Coprolite
Active Member
It only seems to be "slow" because it's very easy to armchair quarterback and this project is highly visible, unlike Greenfield developments where most people never actually see how many years of work goes into making them a reality because they remain farmland. When you see "hundreds of new homes" getting added to the very edge of the city, you're not seeing the many years of work that went into the project before so much as a foundation poured.Things are still going slower than in other developments and the multi family projects still aren’t moving. crimson cove in 2022 posted plans…3 years and still no chatter.
What do you think will have to the south market area? Do you believe the current plans are possible?
If we portioned out the land and got multiple developers moving on things, including the city, it could move faster. That’s what multiple in the private industry have called for over the last decade. Instead, we build a few streets each year as hundreds of new homes get added to Alces, Stillwater, kinglet gardens, the orchards.
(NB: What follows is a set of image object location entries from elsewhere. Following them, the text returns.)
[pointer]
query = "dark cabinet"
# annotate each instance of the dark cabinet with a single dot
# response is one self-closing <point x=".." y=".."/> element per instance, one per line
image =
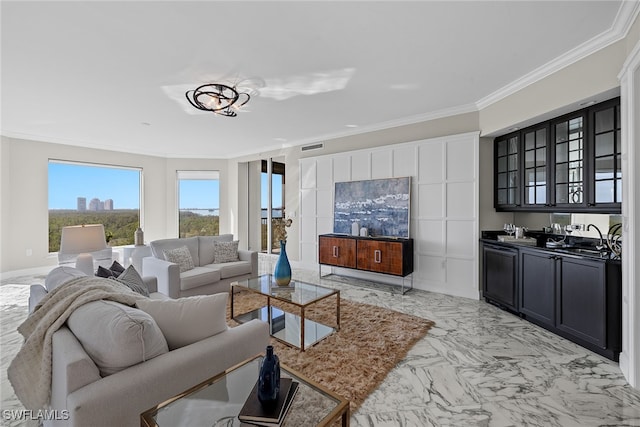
<point x="581" y="307"/>
<point x="579" y="298"/>
<point x="500" y="275"/>
<point x="537" y="286"/>
<point x="570" y="164"/>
If we actually care about sprawl, increasing transit use, upping our tax base centrally, etc. then we have to get blatchford moving quicker.
We have three multi-family projects nearing full completion, and there has been continuous chatter about more.
I would support the use of single family homes if there were some scenario where freehold townhomes were not turning out to be wildly successful and they wouldn't simply cannibalize that success. But since freehold townhomes are routinely selling before they're framed, that doesn't seem to be an actual problem.
I completely anticipate that needs will emerge to alter some portion of the zoning at some point down the road. I do not know for sure what form South Market will ultimately take. I know a bunch of the land at the east edge is slated for NAIT. But the idea that handing things off to developers at this point to do their own thing would make anything go faster isn't remotely true. It's not like there has been anything resembling a gratuitous slowdown in here anywhere. It was literally 1) discovering during environmental audits that remediation was going to be more extensive than initially anticipated, and 2) a pandemic shutting down nearly everything. Anything involving changing plans actually slows things down. Deciding to completely change the drainage and transportation plans slows things wayyyy down. Finding outside developers to take over and do things their own way slows things down. Everything you have actually suggested entails, in the real world, slowing down. There isn't actually a magic make it go faster button, but boy does making big revisions to a plan slow things down.